Incremental caldera collapse at Kīlauea Volcano recorded in ground tilt and high-rate GNSS data, with implications for collapse dynamics and the magma system

Ground deformation during caldera collapse at Kīlauea Volcano in 2018 was recorded in unprecedented detail on a network of real-time GNSS (Global Navigation Satellite System) and tilt instruments. Observations informed hazard assessments during the eruption and now yield insight into collapse dynamics and the magma system. The caldera grew in size over 78 days in a series of repeating, quasi-periodic ∼ day-long cycles. During abrupt seconds-long collapse events, fault-bounded caldera blocks subsided by meters, while the surrounding edifice moved upwards and outwards by as much as tens of centimeters.
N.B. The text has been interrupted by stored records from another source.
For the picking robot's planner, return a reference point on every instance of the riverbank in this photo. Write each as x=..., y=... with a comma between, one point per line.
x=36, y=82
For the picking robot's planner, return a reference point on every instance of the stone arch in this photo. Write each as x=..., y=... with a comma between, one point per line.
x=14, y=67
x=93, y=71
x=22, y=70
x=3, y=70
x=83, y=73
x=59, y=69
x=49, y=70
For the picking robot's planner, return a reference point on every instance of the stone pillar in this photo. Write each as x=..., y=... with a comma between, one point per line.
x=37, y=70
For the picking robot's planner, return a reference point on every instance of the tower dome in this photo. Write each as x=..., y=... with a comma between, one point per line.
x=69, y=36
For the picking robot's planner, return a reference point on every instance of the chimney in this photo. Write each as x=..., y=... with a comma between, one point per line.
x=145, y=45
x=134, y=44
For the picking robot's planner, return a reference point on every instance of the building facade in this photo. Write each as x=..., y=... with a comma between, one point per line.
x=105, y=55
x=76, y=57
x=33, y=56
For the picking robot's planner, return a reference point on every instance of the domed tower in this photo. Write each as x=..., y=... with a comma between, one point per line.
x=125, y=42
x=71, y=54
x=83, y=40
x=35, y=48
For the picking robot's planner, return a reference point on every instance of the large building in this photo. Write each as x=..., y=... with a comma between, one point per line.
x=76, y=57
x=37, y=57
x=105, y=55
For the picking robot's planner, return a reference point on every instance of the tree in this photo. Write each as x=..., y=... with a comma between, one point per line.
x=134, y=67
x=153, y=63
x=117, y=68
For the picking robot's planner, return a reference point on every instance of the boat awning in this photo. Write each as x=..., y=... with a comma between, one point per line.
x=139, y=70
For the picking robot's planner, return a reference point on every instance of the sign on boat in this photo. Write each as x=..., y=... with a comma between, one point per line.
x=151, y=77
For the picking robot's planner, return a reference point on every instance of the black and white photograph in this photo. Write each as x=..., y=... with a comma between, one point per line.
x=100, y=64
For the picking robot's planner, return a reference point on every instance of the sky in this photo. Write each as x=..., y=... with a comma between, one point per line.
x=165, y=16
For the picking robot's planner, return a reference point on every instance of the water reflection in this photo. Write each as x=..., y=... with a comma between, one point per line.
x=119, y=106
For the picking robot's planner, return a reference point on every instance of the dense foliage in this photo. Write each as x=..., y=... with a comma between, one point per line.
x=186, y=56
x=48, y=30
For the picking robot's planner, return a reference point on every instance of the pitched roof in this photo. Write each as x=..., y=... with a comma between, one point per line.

Between collapses, stations outside of the caldera moved inwards and downwards at decreasing rates, largely reversing co-collapse deformations. In total, the caldera subsided >500 m at its deepest point while the surrounding edifice subsided mostly less than 2 m chiefly in a region south of the new caldera. Ground deformation reflects magma withdrawal from the broader summit magma system and faulting processes related to collapse. Deformation cycles were caused by step-like pressurization of Kīlauea’s subcaldera magma system due to episodic, stick-slip roof rock subsidence, followed by gradual pressure reduction as magma continued to drain from the summit, stressing faults and leading to subsequent collapses. A model of piston-like subsidence implies that larger collapses increased pressure in a compressible subcaldera magma reservoir by several MPa, driving flow to the rift through a relatively wide conduit. Collapses did not fully recover precollapse pressure loss in the reservoir, and excess pressure driving the eruption was very low; the eruption was thus tenuously sustained by collapses. Important open questions remain about the relation between caldera floor subsidence and ground deformation, the role of other magma storage zones, and the interplay of summit and rift processes in controlling the evolution of the eruption.